4.4.2. Evaluation of the Effect of Pressure Difference Using Phase-Invariant POD

In order to characterize the influence of pressure difference on flow structures, three data sets at valve lift 9 mm for three pressure differences 300, 450 and 600 mmH2O (1000 velocity vector fields from each pressure difference) were combined into a single file to implement phase-invariant POD. Consequently, under this scenario, for these 3000 input snapshots, 3000 phase-invariant POD modes and their corresponding coefficients were constructed accordingly.
• Phase-invariant POD modes spatial patterns and energy fraction
Figure 17 depicts the spatial patterns of the first four phase-invariant POD modes. In order to show to what extent mode 1 was dominant in these different experimental conditions. The average kinetic energy of the first four POD modes were calculated from their corresponding coefficients. It was found that the average kinetic energy contained in mode 1, mode 2, mode 3 and mode 4 were 378,008, 4884, 3892 and 3529 m2/s2, respectively. This established one important feature of the effect of pressure difference variation on the in-cylinder flow structures. Even though the input snapshots were collected from different cases of pressure differences, mode 1 only was able to extract more than 85% of total energy, this quantify the degree of similarity between these datasets. This is consistent with the work of both Krishna [31] and El-Adawy [28]. They illustrated that that the effect of engine speed and subsequently the effect of the pressure difference on the flow structure was negligible compared to the effect of valve lift. This was confirmed in the energy fraction curve shown in Figure 18. This was also consistent with the fact that, the image structures with repeated patterns could be placed in one mode and the other modes were arranged with decreasing order of kinetic energy [15].
Figure 19 depicts the coefficients associated with the first three phase-invariant POD modes versus all 3000 input snapshots. Number of observations were extracted from this Figure. First, there was linear fit between mode 1 coefficients with the applied pressure difference. This was confirmed by the higher value of the coefficient of determination R2, shown in Figure 20, which represented the goodness of data fit. Theoretically, a perfect fit was achieved if the value of the coefficient of determination approached unity. In the current case, R2 was 0.9674 showing the strong linearity existing between mode 1 coefficients and pressure difference. This indicated that the tumbling motion intensity increased with increasing the pressure difference. Second, mode 1 coefficients showed high coefficient of variation (COV) at high pressure difference. For instance, the COV of mode 1 coefficients was 4.42% and 5.38% for 300 and 600 mmH2O, respectively. This illustrated in quantitative manner that there was larger snapshot to snapshot variation at high pressure difference than lower one. This was attributed to the fact that higher pressure difference resulted in more air came into the cylinder with higher velocities and subsequently more turbulence.

5. Conclusions

Firstly, POD was applied to samples of synthetic velocity vector fields with known characteristics with the aim of extracting some important features of POD modes and their corresponding coefficients. Secondly, it is worth recalling that POD is considered as a powerful and quantitative tool for the comparison of experimental datasets. Therefore, POD was used here to compare the in-cylinder flow structures evolution and variation at different valve lifts and different pressure differences as well.
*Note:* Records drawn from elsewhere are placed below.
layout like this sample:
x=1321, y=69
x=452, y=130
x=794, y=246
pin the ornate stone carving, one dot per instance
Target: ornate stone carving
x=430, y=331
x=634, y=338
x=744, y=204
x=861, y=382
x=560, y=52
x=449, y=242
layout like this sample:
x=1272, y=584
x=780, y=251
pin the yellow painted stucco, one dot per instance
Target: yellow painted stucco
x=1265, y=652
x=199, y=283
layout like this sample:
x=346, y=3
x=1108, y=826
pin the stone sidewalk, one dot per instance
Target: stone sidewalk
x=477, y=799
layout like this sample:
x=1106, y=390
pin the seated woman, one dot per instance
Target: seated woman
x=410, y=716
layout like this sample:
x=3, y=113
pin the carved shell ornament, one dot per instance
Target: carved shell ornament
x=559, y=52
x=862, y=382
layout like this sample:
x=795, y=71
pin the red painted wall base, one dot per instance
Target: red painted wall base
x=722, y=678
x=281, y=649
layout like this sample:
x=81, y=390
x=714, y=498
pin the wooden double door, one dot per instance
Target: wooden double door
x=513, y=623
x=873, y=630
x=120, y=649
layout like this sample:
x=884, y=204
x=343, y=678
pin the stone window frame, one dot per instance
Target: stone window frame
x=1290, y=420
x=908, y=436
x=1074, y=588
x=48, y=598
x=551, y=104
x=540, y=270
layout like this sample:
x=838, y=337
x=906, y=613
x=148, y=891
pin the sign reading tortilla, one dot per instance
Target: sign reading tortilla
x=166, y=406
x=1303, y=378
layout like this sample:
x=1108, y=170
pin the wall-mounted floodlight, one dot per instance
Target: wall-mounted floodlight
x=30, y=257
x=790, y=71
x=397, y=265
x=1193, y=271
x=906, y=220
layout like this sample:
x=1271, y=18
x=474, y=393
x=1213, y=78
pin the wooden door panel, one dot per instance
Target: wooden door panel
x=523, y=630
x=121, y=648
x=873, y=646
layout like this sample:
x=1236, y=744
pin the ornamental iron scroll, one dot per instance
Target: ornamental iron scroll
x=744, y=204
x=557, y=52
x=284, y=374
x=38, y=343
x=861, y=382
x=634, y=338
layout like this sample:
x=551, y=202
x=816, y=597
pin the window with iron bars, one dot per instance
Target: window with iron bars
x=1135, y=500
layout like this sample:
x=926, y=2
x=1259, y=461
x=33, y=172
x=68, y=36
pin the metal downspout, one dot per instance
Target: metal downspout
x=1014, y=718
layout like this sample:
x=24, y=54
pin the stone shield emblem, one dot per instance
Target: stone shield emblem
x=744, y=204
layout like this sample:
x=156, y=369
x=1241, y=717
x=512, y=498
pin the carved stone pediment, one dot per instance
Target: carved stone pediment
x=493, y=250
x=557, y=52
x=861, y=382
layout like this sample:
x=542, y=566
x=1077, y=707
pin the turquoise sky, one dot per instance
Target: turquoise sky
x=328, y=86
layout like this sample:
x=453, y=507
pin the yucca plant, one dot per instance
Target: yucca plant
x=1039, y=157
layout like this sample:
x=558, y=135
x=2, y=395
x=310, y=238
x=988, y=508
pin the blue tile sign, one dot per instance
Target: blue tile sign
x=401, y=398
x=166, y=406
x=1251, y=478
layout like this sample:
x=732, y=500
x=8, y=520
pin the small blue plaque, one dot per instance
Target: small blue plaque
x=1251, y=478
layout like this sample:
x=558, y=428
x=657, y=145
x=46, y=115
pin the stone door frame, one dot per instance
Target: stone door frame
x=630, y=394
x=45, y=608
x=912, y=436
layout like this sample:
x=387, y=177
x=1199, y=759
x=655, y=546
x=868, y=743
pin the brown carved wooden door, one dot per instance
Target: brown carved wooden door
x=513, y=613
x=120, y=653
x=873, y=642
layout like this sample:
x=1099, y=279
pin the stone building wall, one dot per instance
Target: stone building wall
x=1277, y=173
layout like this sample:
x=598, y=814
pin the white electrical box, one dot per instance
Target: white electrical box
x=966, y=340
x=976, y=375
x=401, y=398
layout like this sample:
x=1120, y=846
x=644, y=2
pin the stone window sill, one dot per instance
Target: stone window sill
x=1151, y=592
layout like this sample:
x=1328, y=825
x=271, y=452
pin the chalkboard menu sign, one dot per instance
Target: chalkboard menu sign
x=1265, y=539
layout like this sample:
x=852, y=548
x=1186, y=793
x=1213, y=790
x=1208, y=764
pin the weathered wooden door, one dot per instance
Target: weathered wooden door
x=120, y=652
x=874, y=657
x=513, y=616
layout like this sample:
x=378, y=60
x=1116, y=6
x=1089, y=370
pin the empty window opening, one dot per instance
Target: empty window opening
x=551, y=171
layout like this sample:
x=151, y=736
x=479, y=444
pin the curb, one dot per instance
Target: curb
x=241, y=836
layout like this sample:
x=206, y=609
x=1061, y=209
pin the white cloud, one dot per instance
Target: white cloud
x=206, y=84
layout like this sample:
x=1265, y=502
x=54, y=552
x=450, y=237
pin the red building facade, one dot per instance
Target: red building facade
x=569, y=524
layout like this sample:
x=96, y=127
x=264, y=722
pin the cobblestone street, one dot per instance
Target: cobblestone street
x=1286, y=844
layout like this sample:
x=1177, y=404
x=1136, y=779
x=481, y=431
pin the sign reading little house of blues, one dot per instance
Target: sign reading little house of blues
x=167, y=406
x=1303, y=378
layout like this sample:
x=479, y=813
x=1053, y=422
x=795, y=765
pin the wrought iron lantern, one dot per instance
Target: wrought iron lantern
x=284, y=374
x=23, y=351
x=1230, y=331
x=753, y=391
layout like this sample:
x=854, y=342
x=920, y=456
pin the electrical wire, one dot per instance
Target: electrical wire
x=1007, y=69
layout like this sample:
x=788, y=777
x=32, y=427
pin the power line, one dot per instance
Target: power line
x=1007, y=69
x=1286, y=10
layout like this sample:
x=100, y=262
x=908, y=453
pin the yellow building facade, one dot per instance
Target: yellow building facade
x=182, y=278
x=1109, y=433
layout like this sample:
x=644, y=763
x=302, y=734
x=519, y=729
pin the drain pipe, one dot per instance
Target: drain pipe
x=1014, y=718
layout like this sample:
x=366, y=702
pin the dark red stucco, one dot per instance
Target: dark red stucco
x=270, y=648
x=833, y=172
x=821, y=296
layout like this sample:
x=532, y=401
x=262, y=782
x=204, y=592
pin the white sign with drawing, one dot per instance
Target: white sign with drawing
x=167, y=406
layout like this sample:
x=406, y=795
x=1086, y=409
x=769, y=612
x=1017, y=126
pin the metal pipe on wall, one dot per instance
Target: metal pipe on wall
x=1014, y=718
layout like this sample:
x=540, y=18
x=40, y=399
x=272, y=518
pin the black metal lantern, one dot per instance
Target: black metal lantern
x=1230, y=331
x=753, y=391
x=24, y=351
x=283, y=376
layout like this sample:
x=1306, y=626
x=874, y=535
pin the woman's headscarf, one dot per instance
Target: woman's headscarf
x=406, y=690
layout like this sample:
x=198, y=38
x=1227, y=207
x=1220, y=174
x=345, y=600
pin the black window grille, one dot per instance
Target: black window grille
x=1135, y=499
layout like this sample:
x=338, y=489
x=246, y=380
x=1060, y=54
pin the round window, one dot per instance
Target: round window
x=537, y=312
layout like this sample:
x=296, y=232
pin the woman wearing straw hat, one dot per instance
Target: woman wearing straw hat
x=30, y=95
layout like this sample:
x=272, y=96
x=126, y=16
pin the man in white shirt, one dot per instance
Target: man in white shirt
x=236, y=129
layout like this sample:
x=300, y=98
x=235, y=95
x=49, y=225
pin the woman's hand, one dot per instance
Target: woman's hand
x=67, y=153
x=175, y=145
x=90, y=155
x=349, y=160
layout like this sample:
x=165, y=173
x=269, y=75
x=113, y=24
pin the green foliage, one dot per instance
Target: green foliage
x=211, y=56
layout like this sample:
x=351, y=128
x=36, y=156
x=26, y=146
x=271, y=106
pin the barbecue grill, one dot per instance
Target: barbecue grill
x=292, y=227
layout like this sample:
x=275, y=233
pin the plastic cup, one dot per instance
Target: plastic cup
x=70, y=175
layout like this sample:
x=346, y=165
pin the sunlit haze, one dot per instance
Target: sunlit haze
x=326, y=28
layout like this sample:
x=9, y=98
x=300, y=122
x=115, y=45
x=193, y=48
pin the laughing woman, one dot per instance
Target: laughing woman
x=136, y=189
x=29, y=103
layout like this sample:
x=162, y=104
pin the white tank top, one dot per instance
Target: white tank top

The main conclusions can be summarized as follows:
  • For repeatable flow patterns, only the first mode is sufficient to reconstruct the physical flow structures and its corresponding coefficients will be identical for all snapshots.
  • In the case of implementing the POD without subtracting the ensemble mean, the first mode was an excellent estimate of the flow pattern of the ensemble average.
  • Subtracting the ensemble average from the instantaneous velocity vector fields (snapshots) prior to performing the POD, would, by definition, contain only the RANS turbulence.
  • For the effect of valve lift, the first mode captured the two intake air jets coming into the cylinder through the right and left sides of the intake valves and showed that how the right side jet was weaker than the left one because of the concept of tumbling motion generation. While the second and third modes captured the tumble motion generated at high valve lifts.
  • For the effect of pressure difference, even though the input snapshots were collected from different cases of pressure differences, mode 1 only was able to extract more than 85 % of total energy, this quantified the degree of similarity between these datasets and illustrated the effect of pressure difference on in-cylinder flow structures. Regardless the applied pressure difference, the in-cylinder flow patterns did not change, however, the level of the turbulence kinetic energy increased as the pressure difference increased. This was very clear from the values of mode 1 coefficients.

Author Contributions

The investigation was leaded and supervised by M.R.H. and A.R.A.A. The experimental work and analysis and most illustrations were conducted by M.E.A., I.K.A., M.A.I., M.E.B., M.B.B., F. and E.Z.Z.A. contributed in data analysis and the preparation of the experimental set up.

Acknowledgments

The current work was carried out in a collaboration between Universiti Teknologi PETRONAS (UTP) through the Centre for Automotive Research and Energy Management (CAREM) (PRGS/1/2017/TK07/UTP/01/1) and Ricardo UK.

Conflicts of Interest

The authors declare no conflict of interest.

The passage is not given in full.